P-15L Bone Graft in Transforaminal Lumbar Interbody Fusion

Condition: Degenerative disc disease

Eligibility

Key Inclusion Criteria

  • Skeletally mature adults who are 22-80 years old
  • Back pain with radicular symptoms as evidenced by leg pain
  • Radiographically determined discogenic origin of the pain

Key Exclusion Criteria

  • Systemic infection such as AIDS, HIV and active hepatitis
  • Autoimmune disease that affects bone formation
  • Significant metabolic disease that in the surgeon’s opinion might compromise bone growth

Full Study Name

An Assessment of P-15L Bone Graft in Transforaminal Lumbar Interbody Fusion With Instrumentation (IRB no. 55069)

Summary

This study focuses on individuals who have been diagnosed with degenerative disc disease (wearing out of the discs in the spine) and who have been referred for surgical treatment to fuse (connect) the bones surrounding the damaged disc because they have not responded to non-surgical treatments such as pain medication and physical therapy. 
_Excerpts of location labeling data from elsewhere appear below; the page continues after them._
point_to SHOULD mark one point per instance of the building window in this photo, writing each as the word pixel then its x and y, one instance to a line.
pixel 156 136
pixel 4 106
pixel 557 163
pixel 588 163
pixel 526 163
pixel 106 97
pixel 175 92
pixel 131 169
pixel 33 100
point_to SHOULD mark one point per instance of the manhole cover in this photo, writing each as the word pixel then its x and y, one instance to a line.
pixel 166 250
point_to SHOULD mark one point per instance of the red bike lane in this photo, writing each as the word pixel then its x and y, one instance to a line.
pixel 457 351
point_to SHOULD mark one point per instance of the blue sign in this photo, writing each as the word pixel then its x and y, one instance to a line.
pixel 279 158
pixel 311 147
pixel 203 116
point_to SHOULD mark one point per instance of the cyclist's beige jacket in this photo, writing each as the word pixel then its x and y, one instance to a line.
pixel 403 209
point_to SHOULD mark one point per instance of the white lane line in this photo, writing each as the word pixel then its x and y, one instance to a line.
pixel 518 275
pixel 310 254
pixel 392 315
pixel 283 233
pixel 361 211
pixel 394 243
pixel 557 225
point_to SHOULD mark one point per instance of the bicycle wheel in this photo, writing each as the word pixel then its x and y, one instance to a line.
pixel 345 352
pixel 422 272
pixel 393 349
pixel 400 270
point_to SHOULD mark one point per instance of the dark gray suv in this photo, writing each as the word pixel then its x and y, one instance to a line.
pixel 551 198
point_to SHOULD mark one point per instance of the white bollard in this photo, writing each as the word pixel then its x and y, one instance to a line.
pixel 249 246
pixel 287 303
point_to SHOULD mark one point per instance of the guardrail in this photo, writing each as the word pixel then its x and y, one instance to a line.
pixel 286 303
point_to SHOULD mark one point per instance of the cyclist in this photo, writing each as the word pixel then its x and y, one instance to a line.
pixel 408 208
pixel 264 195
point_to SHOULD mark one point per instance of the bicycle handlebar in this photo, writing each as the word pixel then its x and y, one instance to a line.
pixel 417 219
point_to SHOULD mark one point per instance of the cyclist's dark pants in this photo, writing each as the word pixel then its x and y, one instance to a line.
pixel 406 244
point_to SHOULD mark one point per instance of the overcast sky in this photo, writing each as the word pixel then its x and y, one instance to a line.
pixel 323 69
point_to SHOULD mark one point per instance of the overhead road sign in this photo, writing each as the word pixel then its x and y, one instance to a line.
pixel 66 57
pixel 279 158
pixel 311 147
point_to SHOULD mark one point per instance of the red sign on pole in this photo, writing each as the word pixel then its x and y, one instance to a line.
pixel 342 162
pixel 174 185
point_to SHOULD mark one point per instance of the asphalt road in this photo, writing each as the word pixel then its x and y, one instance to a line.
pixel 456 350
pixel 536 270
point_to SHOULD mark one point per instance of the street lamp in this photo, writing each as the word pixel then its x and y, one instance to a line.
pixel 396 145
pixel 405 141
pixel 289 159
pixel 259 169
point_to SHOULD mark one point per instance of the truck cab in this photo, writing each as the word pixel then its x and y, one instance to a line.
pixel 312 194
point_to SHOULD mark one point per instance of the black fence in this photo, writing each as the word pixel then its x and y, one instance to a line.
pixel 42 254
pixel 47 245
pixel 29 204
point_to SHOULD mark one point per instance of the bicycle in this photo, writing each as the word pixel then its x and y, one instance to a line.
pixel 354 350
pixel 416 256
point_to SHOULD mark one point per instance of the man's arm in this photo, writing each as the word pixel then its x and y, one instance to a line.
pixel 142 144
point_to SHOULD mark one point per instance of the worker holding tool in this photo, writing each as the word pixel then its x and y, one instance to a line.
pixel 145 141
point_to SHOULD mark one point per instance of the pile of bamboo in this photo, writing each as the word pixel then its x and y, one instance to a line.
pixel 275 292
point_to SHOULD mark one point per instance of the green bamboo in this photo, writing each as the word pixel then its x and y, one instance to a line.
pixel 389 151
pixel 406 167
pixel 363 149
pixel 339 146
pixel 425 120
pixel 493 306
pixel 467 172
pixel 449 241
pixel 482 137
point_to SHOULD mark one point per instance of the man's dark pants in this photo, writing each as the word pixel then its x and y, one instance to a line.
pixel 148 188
The purpose of the study is to determine whether the use of an experimental product, P-15L Bone Graft, is as effective at fusing bones surrounding the damaged disc as using the patient’s own bone (autograft) and possibly donor bone (allograft). It is believed that fusing the bones will help to relieve pain and loss of function. Using one’s own bone or donor bone is considered common practice for spine fusion surgery. Participants will be randomly assigned to one of two study groups. One group will use the P-15L Bone Graft, and the other will use their own bone (or donor bone).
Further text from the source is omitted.